Johnnie To et le polar, c'est une histoire d'amour qui dure depuis longtemps déjà. Mais, comme toutes les histoires, elle a été mise à l'épreuve du temps et cela a parfois entraîné quelques petits coups de mou. Seulement, on le sait, il suffit d'un rien pour rallumer la flamme, comme ce fut le cas quelques années auparavant avec l'excellent The Mission. Alors, pour entretenir la passion, notre ami Johnnie décide de se la jouer romantique et sort le grand jeu : mise en scène contemplative, univers urbain nocturne et bleuté, photographie extrêmement soignée, mouvement de caméra aérien, poésie de l'image, etc. Avec tout ça, il se dit qu'il va agréablement surprendre sa dulcinée ; et la surprise c'est bien, ça rompt avec la monotonie du quotidien ! Seulement, voilà, la dame en question n'est pas née de la dernière pluie et attend un peu plus de son Roméo que quelques belles paroles mollement énoncées. L'ennui et la déception paraissent donc inévitables ; et il est fort probable que notre bonhomme finisse la nuit seul, avec ses poèmes, devant son poste de télévision. Ah, comme la vie peut être cruelle, parfois !
Pourtant, tout avait plutôt bien commencé pour Johnnie To qui avait la bonne idée de rependre l'intrigue du célèbre Chien enragé de Kurosawa afin de la remettre au goût du jour. On retrouve ainsi, au premier plan, l'histoire de ce flic qui se fait dérober son arme et qui va se lancer dans une véritable quête à travers la ville pour la retrouver. Cette trame principale va permettre à To d'explorer les bas-fonds de la ville et de passer en revue sa faune nocturne : voyous, paumés, flics, etc. Il va en profiter pour s'attarder quelque peu sur la prolifération des Triades, sur la rivalité entre les sections de police ou encore sur le tout sécuritaire qui tend à s'étendre sur toute la ville. Mais ces thèmes assez classiques ne sont que sommairement abordés dans le film, To privilégiant la forme avant tout.

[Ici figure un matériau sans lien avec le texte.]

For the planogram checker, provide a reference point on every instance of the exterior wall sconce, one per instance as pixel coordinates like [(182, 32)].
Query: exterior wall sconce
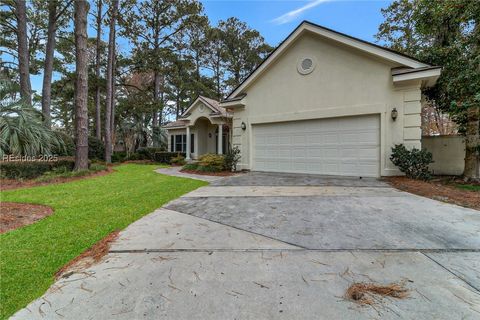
[(394, 114)]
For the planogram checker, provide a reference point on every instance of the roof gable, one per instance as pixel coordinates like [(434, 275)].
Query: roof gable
[(210, 103), (305, 26)]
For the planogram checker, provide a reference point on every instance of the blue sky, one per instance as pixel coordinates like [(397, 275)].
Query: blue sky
[(358, 18), (275, 19)]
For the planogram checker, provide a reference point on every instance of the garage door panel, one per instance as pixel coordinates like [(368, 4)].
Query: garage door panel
[(337, 146)]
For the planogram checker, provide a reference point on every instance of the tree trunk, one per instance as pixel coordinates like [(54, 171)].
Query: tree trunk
[(81, 86), (114, 87), (98, 109), (108, 103), (23, 53), (48, 70), (472, 144)]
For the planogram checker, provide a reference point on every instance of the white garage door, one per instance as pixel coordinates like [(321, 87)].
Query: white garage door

Incontestablement, PTU est une réussite sur le plan formel. L'ambiance urbaine nocturne est parfaitement rendue avec une photographie travaillée qui joue parfaitement sur les contrastes de couleur et de lumières. To en fait de même avec sa mise en scène en plongeant longuement le spectateur dans un espace urbain étrangement vide, désert, glacial, avant de le confronter à la violence la plus crue et la plus vive : les coups tombent, des balles fusent, le sang coule. Cette violence qui apparaît subrepticement est d'autant plus saisissante qu'elle a quelque chose de surréaliste voire d'absurde. Comment peut-on justifier de tels actes, de telles dérives. La ville nocturne est ainsi semblable à une véritable jungle : belle, calme, paisible mais faussement endormie car le danger peut survenir à chaque instant. Cette ambiance, à mi-chemin entre Leone et Mann, est véritablement une réussite mais cela ne suffit pas pour faire un film ! Car les images de To, aussi belles soient-elles, ne parviennent pas à masquer un scénario cruellement insuffisant.
PTU souffre d'un vrai problème d'écriture : le scénario se contente d'empiler quelques clichés déjà vus de nombreuses fois dans ce type de film, rien n'est approfondi, pire l'ensemble est terriblement brouillon ! Et puis, en privilégiant le film contemplatif, To n'exploite pas, ou très mal, le ressort dramatique lié à la découverte de l'arme. L'histoire est censée se dérouler en un minimum de temps (l'espace d'une nuit) et dans un lieu géographiquement restreint ; et pourtant, on ne ressent que vaguement l'impression d'urgence ou de compte à rebours. On est quand même loin de l'efficacité du Kurosawa. Au final, on se retrouve avec un objet filmique correctement réalisé mais assez superficiel et avec des acteurs bons mais pour lesquels on reste indifférent. Bref, avec To, la nuit hongkongaise est aussi belle que monotone et les premières lueurs du jour se font longuement désirer.